Axler presented the idea at the Robin Hood Investors Conference in New York and is expected to release a report detailing the company’s problems on Wednesday.

Axler is one of a handful of so-called short activists, investment managers who often spend months researching a company and then publicize the information to convince others that the stock will fall a lot. Dollarama’s stock price has already dropped 21 percent in the last six months.

Dollarama is no longer a true dollar store after a series of price hikes that have taken a bite out of store traffic, Axler said.

Lyla Radmanovich, a Dollarama spokeswoman, said she was not aware of the presentation and declined to comment on “speculation regarding our stock price.”

Axler also pointed to what he called “questionable accounting practices” noting that the company made money through its currency hedges over the last years because sales are in Canadian dollars while most purchases are linked to the U.S. dollar. Those benefits have been erased, he said, but “management reports that gross margins have effectively remained flat through this period.”

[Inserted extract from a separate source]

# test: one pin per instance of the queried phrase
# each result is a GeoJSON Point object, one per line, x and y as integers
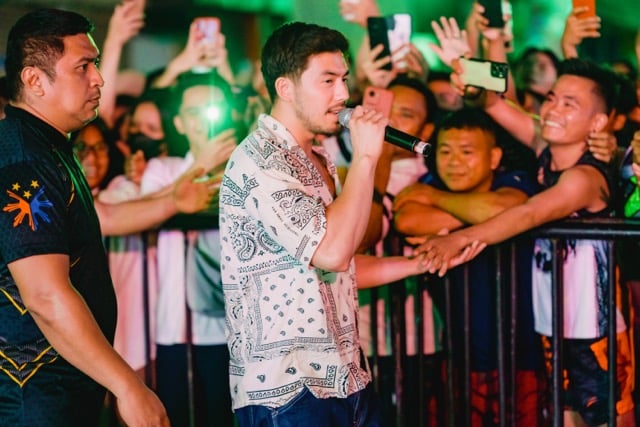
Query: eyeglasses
{"type": "Point", "coordinates": [82, 150]}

More competition, higher labor costs, rising transportation costs and the lapsing currency hedge benefit could all chip away at the company’s profitability, he predicted.

Axler’s brand of short activism has found favor with investors recently as his fund, which invests $169 million, returned 18 percent after fees so far this year, according to an investor note.

For funds that pursue this type of research-heavy shorting strategy, Axler said, recent market volatility is a plus. “Investors are looking for differentiated research especially and they are now searching for uncorrelated investments.”